- Born: May 5, 1979 (age 47) New York City, U.S.
- Education: Wharton School of the University of Pennsylvania (B.S.)
- Occupations: Businessman, media proprietor, investor
- Known for: Penske Media Corporation
- Spouse: Elaine Irwin ​ ​(m. 2012; div. 2024)​
- Children: 1
- Parent(s): Kathy Penske (mother) Roger Penske (father)
- Relatives: Gregory Penske (half-brother)
- Website: pmc.com/leadership/jay

= Jay Penske =

American businessman (born 1979)

Jay Penske (born May 5, 1979) is an American businessman best known for creating the media company Penske Media Corporation.

==Early life and education==
Born in New York City, Penske is the youngest son of Kathy, an English school teacher and Roger Penske, the founder and chairman of the Penske Corporation and former race car driver. Penske is an alumnus of St. Mary's Preparatory, in Detroit, Michigan, after having attended Cranbrook, Tabor Academy, and Lawrenceville.

Penske graduated from the University of Pennsylvania's Wharton School with a Bachelor of Science in Management of Information Systems and Finance. He is on the board of the Entrepreneurial School at the Wharton School as of 2007, and is also a member of the University of Pennsylvania Library's board of directors.

==Businesses and career==
===Early Career – Cell Phone for Kids and Rare Books===
Penske co-founded Firefly Mobile, Inc., a wireless company that developed the Firefly mobile phone for children, and other youth targeted mobile devices and products.

Penske also founded and owned Dragon Books, Ltd., a Los Angeles-based antiquarian and used bookstore which sold rare and collectible books which opened for business in 1999, and closed fifteen years later in 2014. It was named after Penske's favorite childhood book, “Dragon, Dragon,” written by John Gardner.

===Career – Email, Media and Publishing===

Jay Penske with Barack Obama and Tony Blair

Penske is the chairman and CEO of Penske Media Corporation (PMC), a digital media and publishing company that owns and operates a number of media brands, data services, and live events, including Rolling Stone, Variety, Billboard, The Hollywood Reporter, Deadline, and South by Southwest festival (SXSW). Prior to being named Penske Media Corporation, it began as an affinity marketing and internet services company called Velocity Services, Inc. The company acquired the Mail.com domain which was renamed to the Mail.com Media Corporation (MMC).

Penske joined the board of Vox Media in 2023, after PMC became the largest shareholder of the company.

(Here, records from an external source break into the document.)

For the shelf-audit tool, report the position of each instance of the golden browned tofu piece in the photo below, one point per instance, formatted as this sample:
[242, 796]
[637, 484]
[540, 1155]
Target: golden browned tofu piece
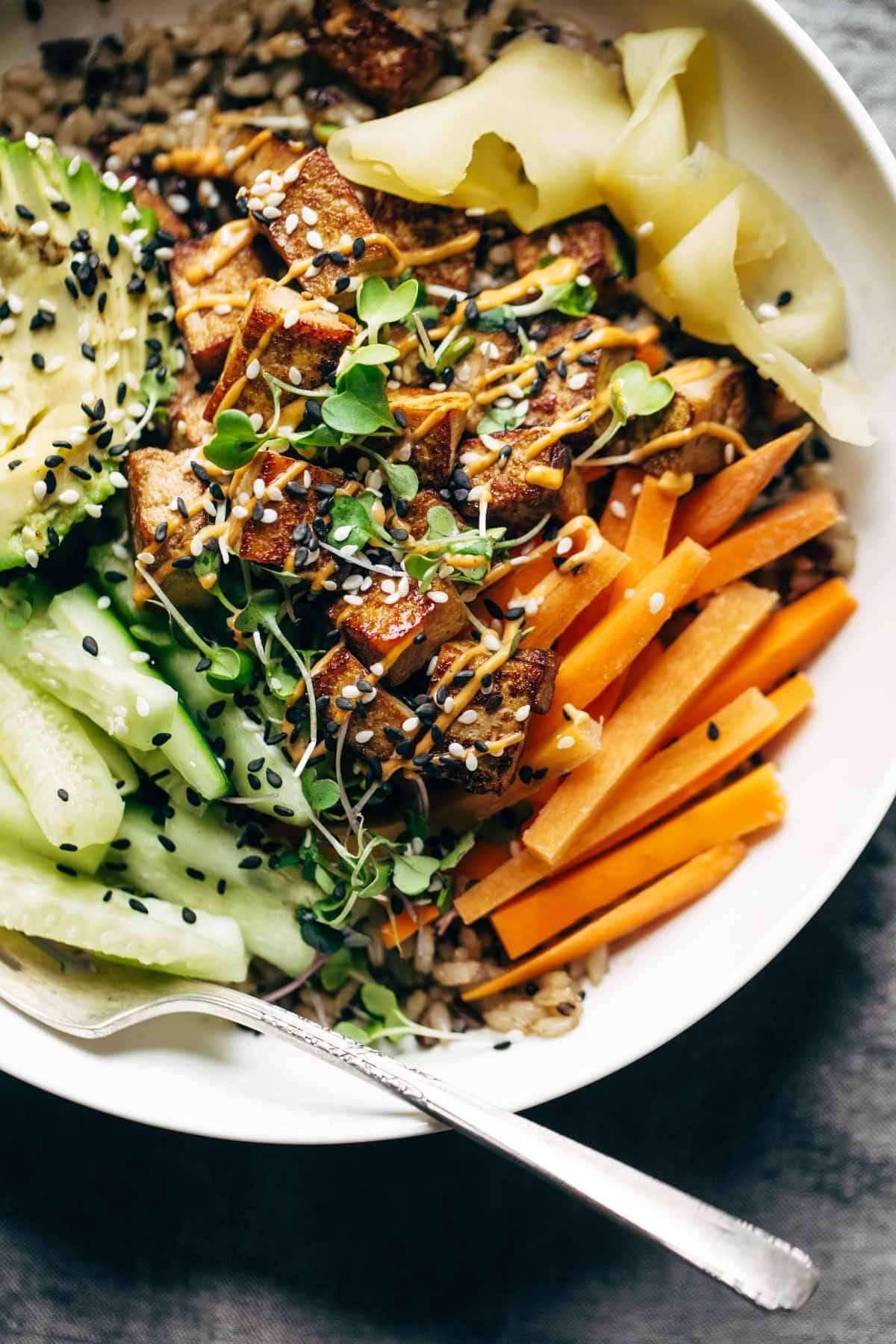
[588, 241]
[382, 52]
[435, 423]
[523, 685]
[402, 633]
[302, 487]
[156, 480]
[341, 242]
[414, 519]
[190, 428]
[149, 199]
[210, 308]
[374, 719]
[423, 228]
[706, 390]
[520, 488]
[250, 152]
[304, 354]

Penske in 2023 was described by the Los Angeles Magazine on its cover to be “one of the most powerful publishers in the world”, and has been compared to William Randolph Hearst, S.I. Newhouse, and Rupert Murdoch for his acquisition and portfolio of media brands.

===Motorsports===

Jay Penske on Race Day in Portland

Penske founded an IndyCar Series racing team in 2007, jointly with Steve Luczo, the Chairman of Seagate Technology. In October 2013, Penske Autosport signed an agreement with Formula E Holdings to be the fourth franchise team to enter the new FIA Formula E Championship. The team was runner-up in the 2014-15 season with drivers Jérôme d'Ambrosio (who ranked fourth) and Loïc Duval. Penske Autosport has won the first ever Formula E races in the following countries: Germany, at the Berlin E-Prix (2015); Mexico, at the Mexico City E-Prix (2016); and India, at the Hyderabad E-Prix (2023), and the Jeddah ePrix in 2025

Shanghai E-Prix 2025

==Controversy==
Penske Media’s acquisition of the Golden Globe Awards as well as its ownership of Hollywood publications including The Hollywood Reporter, Variety and Deadline has been a source of controversy. In July 2026, Jay Penske and Penske Media were sued by the Hollywood Foreign Press Association (HFPA) which presented the Golden Globes prior to the acquisition by the Penske Media-owned Dick Clark Productions. The federal suit alleges violations of federal and state antitrust laws. It is alleged that this acquisition was done by Penske to influence awards season races. The HFPA is seeking $150 million in damages and the overturning of the agreement which transferred ownership of the Golden Globes to Penske Media.

==Personal life==
Penske married model Elaine Irwin in 2012. They separated in 2023 and divorced in 2024.